Stromanbieter wechseln – das brachte es den Deutschen

Künftig sollen alle Schweizer ihren Stromanbieter wählen dürfen. In Deutschland ist das seit 20 Jahren so. Wurde der Strom billiger? Wie viele wechseln überhaupt?

Wie in Deutschland sollen auch Schweizer Privathaushalte künftig ihren Stromanbieter frei wählen können. Energieministerin Doris Leuthard gab am Mittwochnachmittag Auskunft. (Video: SDA)
Dominique Eigenmann@eigenmannberlin

Es funktioniert ganz simpel: Der Kunde gibt auf einem Vergleichsportal seinen Ort, seine Strombedürfnisse und seine Wünsche an, was den Strommix anbelangt. Und schon erhält er eine grosse Auswahl von Anbietern, Produkten und Preisen.

Ein Wechsel dauert meist nur wenige Minuten und wird innerhalb von wenigen Wochen vollzogen. Der neue Versorger kümmert sich um die Kündigung des alten Vertrags, der Strom fliesst weiter, ohne dass man vom Wechsel etwas spürt oder gar einen Unterbruch der Lieferungen befürchten müsste.

Wer von einem alten Monopolisten auf einen neuen Anbieter wechselt, kann in der Regel mehrere hundert Euro im Jahr einsparen. Selbst der Wechsel von einem Billigversorger zum nächsten wird mit lukrativen Prämien versüsst, sei es mit dreistelligen Bonuszahlungen schon nach 90 Tagen und noch einmal nach einem Jahr – oder auch mit Geschenken wie Tablets oder Fernsehern.
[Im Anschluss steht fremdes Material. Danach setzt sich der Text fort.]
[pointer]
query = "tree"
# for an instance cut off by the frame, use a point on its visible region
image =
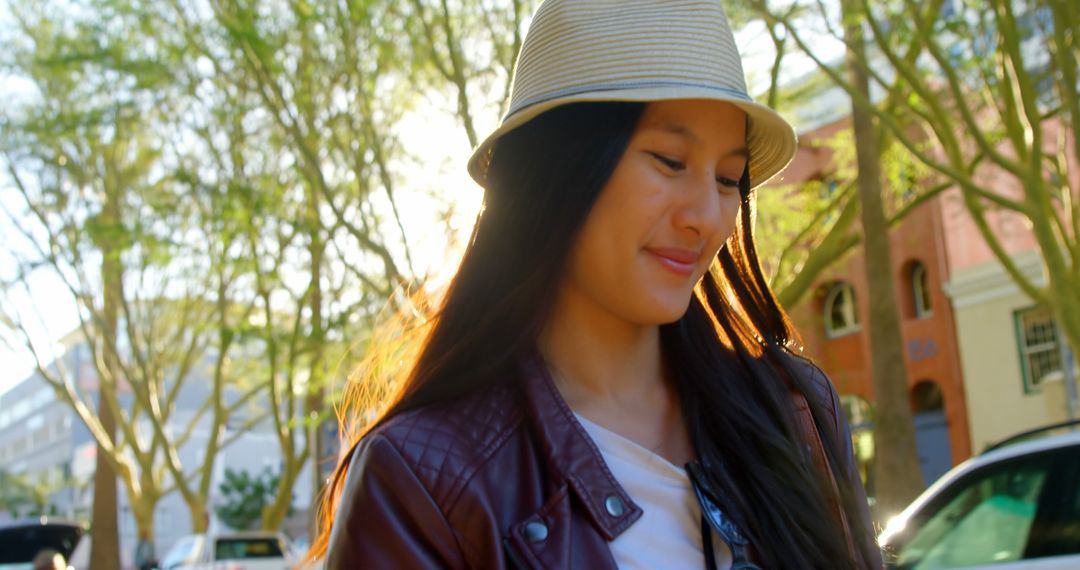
(966, 96)
(898, 478)
(991, 108)
(102, 215)
(242, 498)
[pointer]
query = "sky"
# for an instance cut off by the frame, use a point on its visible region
(431, 133)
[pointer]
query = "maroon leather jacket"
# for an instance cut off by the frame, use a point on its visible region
(507, 478)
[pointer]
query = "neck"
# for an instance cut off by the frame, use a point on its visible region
(599, 360)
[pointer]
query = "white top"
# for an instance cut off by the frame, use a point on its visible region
(669, 533)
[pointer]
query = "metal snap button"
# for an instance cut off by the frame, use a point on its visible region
(613, 505)
(536, 531)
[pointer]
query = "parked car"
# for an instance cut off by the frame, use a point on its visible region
(25, 543)
(1015, 505)
(233, 551)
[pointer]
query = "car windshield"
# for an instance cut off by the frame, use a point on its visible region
(242, 548)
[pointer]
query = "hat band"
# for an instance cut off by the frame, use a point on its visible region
(569, 92)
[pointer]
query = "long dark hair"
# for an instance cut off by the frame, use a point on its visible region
(734, 369)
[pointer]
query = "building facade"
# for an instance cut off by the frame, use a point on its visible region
(42, 437)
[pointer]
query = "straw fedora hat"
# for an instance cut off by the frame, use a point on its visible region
(635, 51)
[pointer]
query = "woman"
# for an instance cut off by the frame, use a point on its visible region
(608, 382)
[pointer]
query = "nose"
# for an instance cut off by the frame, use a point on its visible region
(700, 207)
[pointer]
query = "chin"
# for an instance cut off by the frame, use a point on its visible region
(665, 313)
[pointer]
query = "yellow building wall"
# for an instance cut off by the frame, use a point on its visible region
(998, 405)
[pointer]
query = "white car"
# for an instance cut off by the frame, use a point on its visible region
(1014, 506)
(234, 551)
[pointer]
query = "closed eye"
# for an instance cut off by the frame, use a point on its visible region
(669, 163)
(727, 182)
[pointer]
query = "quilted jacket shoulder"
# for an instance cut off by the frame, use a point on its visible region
(446, 444)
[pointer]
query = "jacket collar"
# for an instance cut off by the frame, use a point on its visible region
(572, 456)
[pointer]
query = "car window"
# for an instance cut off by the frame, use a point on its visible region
(181, 553)
(994, 515)
(246, 548)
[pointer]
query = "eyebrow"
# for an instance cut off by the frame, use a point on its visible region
(683, 131)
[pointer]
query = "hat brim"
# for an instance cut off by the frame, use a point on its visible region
(770, 139)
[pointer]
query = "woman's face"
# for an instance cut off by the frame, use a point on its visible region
(660, 220)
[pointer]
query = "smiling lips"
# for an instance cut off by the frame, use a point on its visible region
(676, 260)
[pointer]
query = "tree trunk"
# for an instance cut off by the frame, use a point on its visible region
(105, 532)
(898, 477)
(316, 395)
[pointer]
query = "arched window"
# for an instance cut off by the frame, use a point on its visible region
(920, 292)
(841, 316)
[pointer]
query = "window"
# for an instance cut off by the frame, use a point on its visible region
(1015, 510)
(1039, 349)
(920, 292)
(841, 316)
(246, 548)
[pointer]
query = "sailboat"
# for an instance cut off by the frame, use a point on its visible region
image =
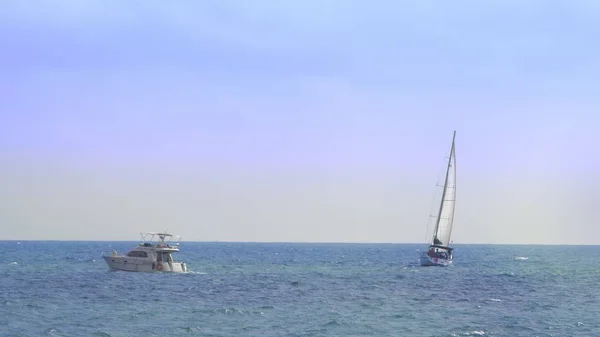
(439, 253)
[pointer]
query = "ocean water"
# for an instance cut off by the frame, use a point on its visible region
(277, 289)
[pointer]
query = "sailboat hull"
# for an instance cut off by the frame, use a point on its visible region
(428, 261)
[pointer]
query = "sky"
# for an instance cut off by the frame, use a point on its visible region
(308, 121)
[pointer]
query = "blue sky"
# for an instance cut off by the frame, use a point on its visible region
(298, 121)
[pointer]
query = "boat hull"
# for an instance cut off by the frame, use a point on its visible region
(128, 264)
(428, 261)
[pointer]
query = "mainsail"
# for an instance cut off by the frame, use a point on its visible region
(443, 226)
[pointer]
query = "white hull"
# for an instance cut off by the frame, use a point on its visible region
(428, 261)
(125, 263)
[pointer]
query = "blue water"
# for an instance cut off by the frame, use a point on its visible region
(252, 289)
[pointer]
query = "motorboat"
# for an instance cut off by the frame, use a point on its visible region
(153, 254)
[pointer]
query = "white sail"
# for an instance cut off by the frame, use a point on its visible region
(443, 228)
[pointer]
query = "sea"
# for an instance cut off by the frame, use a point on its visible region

In Deutschland sind Stromanbieter und Stromkonsumenten schon längst miteinander verbunden: Merkel zelebriert mit Spitzenpolitikern den Ausbau des Stromnetzes. Bild: Reuters/Morris MacMatzen/2012

Wer nicht selbst auf die Idee kommt, den Strom von einem anderen Lieferanten zu beziehen, wird daran auch gerne erinnert: Wenn in einem deutschen Haushalt heute das Telefon klingelt, ist oft ein Vergleichsportal oder ein Stromanbieter dran.

Nur jeder neunte wechselt

In den letzten Jahren ist in Deutschland die Zahl der Wechsler ständig gestiegen, von 700'000 im Jahr 2006 auf 4,6 Millionen 2016. Insgesamt ist ihr Anteil aber dennoch gering, 2016 betrug er 11 Prozent. 30 Prozent der Haushalte beziehen auch 20 Jahre nach der Liberalisierung ihren Strom noch vom alten Grundversorger – in der Regel zu besonders hohen Tarifen.

Obwohl sich heute mehr als 450 Anbieter einen harten Wettbewerb liefern, sind die Strompreise für die privaten Kunden seit 1998 nicht gesunken, sondern haben sich vielmehr fast verdoppelt – auf 30 Cent pro Kilowattstunde, die höchsten Preise Europas. Schuld daran ist aber nicht die Marktöffnung, sondern sind die Steuern, Abgaben, Ökoumlagen und Netzentgelte, die drei Viertel des Preises ausmachen.